After beating quarterly earnings expectations and raising its full-year sales outlook from a previously forecast decline, Biogen’s “new Biogen” is beginning to take shape.
With 7% year-over-year sales growth in the second quarter to $2.6 billion, the company is slowly picking up after years of sales declines. The quarterly haul beat estimates from William Blair analysts, who expected $2.35 billion, along with the consensus forecast of $2.32 billion. Eisai-partnered Leqembi—the star of Biogen’s commercial profile—brought in about $160 million. While the Alzheimer’s disease drug generated $63 million in the U.S., analysts wrote in a client note that it has seen only “modest growth relative to expectations."
The U.S. Alzheimer’s market is still undergoing a “significant evolution” that began with Leqembi’s 2023 approval, Biogen's North America head Alisha Alaimo said on an investor call. While the market infrastructure is now “maturing,” patient and caregiver awareness of the new treatment remains low—highlighting the need for more targeted messaging and awareness campaigns.
“We believe that our disciplined execution, efficient investments and our ability to adapt to evolving market dynamics positions us to sustain this momentum and deliver continued growth,” Alaimo said of Leqembi.
Leqembi shares the Alzheimer’s market with Eli Lilly’s Kisunla, another treatment option that Biogen hoped would help expand the market. While the FDA recently approved a new dosing regimen of the Lilly-made rival, Biogen still isn’t sweating and notes that Kisunla’s growth is consolidated around doctors who “are already prescribing Leqembi” as well.
Next month, the FDA is set to decide on a subcutaneous autoinjector version of Leqembi, a key convenience option and optionality that “our competitor doesn’t have,” Alaimo pointed out. However, the company doesn’t expect all of its patients to pivot to the subcutaneous version as the standard IV maintenance therapies have been “really welcomed” by the community.

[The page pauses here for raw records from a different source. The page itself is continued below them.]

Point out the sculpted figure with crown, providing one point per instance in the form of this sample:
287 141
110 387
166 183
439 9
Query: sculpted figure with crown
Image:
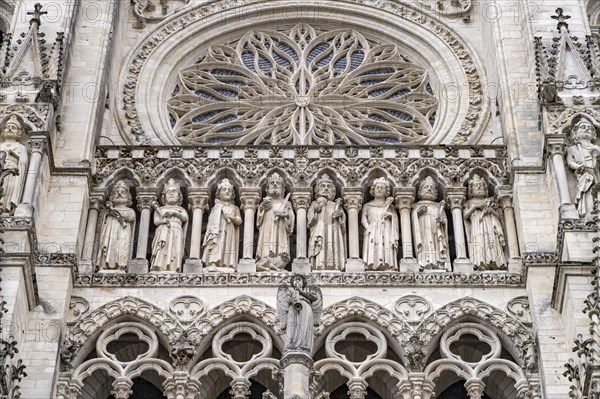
484 231
382 230
116 232
327 224
16 159
582 157
171 225
275 221
221 241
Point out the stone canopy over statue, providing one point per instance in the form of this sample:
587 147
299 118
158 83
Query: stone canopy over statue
116 232
485 235
430 228
16 159
327 224
275 221
382 230
171 226
582 157
299 307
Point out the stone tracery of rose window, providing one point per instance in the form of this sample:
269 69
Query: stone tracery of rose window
302 86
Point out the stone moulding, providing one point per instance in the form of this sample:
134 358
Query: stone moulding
465 121
368 279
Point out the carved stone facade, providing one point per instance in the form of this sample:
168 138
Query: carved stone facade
243 199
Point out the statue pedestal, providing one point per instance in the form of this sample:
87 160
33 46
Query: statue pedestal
137 266
409 265
355 265
246 265
567 211
192 265
463 265
301 265
85 267
515 265
24 211
296 373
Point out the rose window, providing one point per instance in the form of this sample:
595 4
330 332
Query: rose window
302 86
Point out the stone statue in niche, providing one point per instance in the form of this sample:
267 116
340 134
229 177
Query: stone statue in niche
582 157
382 230
171 226
327 224
221 241
484 231
275 220
299 307
430 228
117 230
16 159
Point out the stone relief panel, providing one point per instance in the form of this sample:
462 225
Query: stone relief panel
186 309
413 308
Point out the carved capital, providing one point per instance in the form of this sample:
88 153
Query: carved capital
353 198
301 198
198 198
357 388
122 388
475 388
240 388
37 145
249 198
456 197
145 200
404 197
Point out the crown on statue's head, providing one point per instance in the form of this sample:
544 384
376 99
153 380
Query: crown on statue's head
275 177
381 180
172 183
223 183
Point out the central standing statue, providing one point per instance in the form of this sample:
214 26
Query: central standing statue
484 230
430 228
299 307
169 238
275 220
222 238
16 158
382 231
116 234
327 224
582 157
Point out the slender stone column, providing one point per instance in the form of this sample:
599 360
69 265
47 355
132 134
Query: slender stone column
122 388
357 388
296 375
301 198
198 199
556 149
87 253
37 147
475 388
353 200
145 199
240 388
405 197
249 198
456 197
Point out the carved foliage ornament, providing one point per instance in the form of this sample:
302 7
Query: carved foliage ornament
302 86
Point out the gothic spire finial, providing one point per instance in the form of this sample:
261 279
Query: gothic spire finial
561 18
36 13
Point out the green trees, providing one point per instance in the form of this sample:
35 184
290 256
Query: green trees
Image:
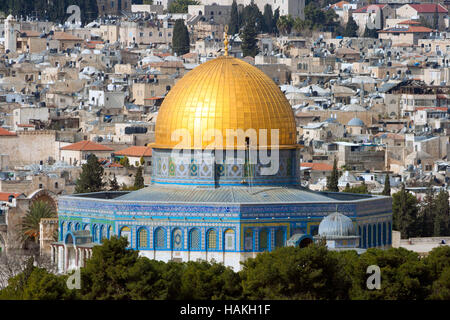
314 272
249 41
91 177
139 179
268 19
405 213
387 186
285 24
113 184
351 29
295 273
180 39
234 25
181 6
333 180
30 224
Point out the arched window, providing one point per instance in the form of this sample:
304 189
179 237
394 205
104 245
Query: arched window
229 239
126 233
279 238
374 235
142 238
248 240
160 238
61 233
194 239
94 233
212 239
389 233
264 240
364 243
177 239
379 235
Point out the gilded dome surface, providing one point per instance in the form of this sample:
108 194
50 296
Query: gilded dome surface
224 93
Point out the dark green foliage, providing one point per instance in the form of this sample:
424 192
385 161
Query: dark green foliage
351 29
403 275
139 179
181 6
249 41
276 16
30 223
333 180
180 39
113 184
405 213
314 272
234 25
252 15
91 177
268 19
387 186
36 284
294 273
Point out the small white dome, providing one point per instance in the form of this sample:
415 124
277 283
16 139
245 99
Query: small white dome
336 225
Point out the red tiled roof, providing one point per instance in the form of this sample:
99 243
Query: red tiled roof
135 151
364 9
339 4
410 29
87 146
428 8
409 22
4 196
4 132
317 166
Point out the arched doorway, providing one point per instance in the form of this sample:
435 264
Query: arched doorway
305 242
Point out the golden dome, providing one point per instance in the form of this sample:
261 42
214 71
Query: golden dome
224 93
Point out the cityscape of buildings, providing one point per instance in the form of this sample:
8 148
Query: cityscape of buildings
368 98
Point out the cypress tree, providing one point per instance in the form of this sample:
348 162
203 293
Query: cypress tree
405 216
91 177
268 18
113 184
249 41
276 16
180 39
333 180
234 20
351 29
139 179
387 186
442 220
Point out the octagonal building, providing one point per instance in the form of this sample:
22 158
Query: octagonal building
225 181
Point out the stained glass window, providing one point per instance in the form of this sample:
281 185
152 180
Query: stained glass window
143 238
263 240
279 238
212 239
195 240
229 239
177 240
160 238
126 232
248 239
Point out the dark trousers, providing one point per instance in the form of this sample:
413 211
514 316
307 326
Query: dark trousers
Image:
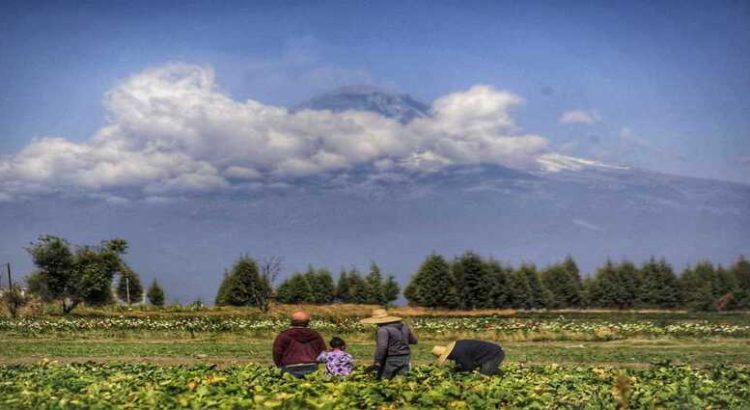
395 365
491 366
299 370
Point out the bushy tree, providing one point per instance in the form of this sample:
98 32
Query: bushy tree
433 285
129 288
314 286
155 294
294 289
243 285
499 278
72 277
659 285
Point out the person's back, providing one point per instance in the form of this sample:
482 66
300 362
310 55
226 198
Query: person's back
469 355
296 349
338 362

Another key up for Leqembi is the FDA approval of a blood-based biomarker test that can help diagnose Alzheimer’s, a significant milestone as Biogen and Eisai had long attributed a complicated diagnosis process to tepid growth. As it stands, the blood tests are evolving at an “incredible pace,” according to Alaimo.
“We do believe this is a pivotal moment,” the exec said, pointing to the high awareness of the “convenient, faster and cheaper” tests. Still, continued education efforts are crucial to establish the tests as “the standard.”
With a “stronger expected business outlook” for the rest of the year, Biogen raised its full-year guidance to flat compared to 2024, up from a previously forecast mid-single-digit decline.
Biogen remains “increasingly confident” in the “future Biogen,” CEO Chris Viehbacher summed up.
“I think we’ve got the company really firing on all cylinders.”
While the company’s legacy multiple sclerosis franchise also beat expectations, William Blair analysts don’t expect it to be a continued growth driver amid genericization pressures and greater use of anti-CD20 therapies. Still, Biogen views the portfolio as an “important contributor to our cash flow,” Alaimo said. The drugs brought in a combined $1.1 billion, down 4%. Biogen attributed the franchise’s “resilience” to demand for its 2019-approved Vumerity but noted that newer product launches helped offset the decline.
One of those new launches is Skyclarys, Biogen’s treatment for Friedreich’s ataxia, which is now available in 29 countries. In the U.S., the company is making “focused investments” to reach community health practitioners, who accounted for about 70% of new patient starts during the quarter. The shift in strategy was part of a “deliberate pivot” to target patients with a different profile, Alaimo said. While continued growth is expected, results may fluctuate quarter to quarter as it can take time to identify eligible patients, she added.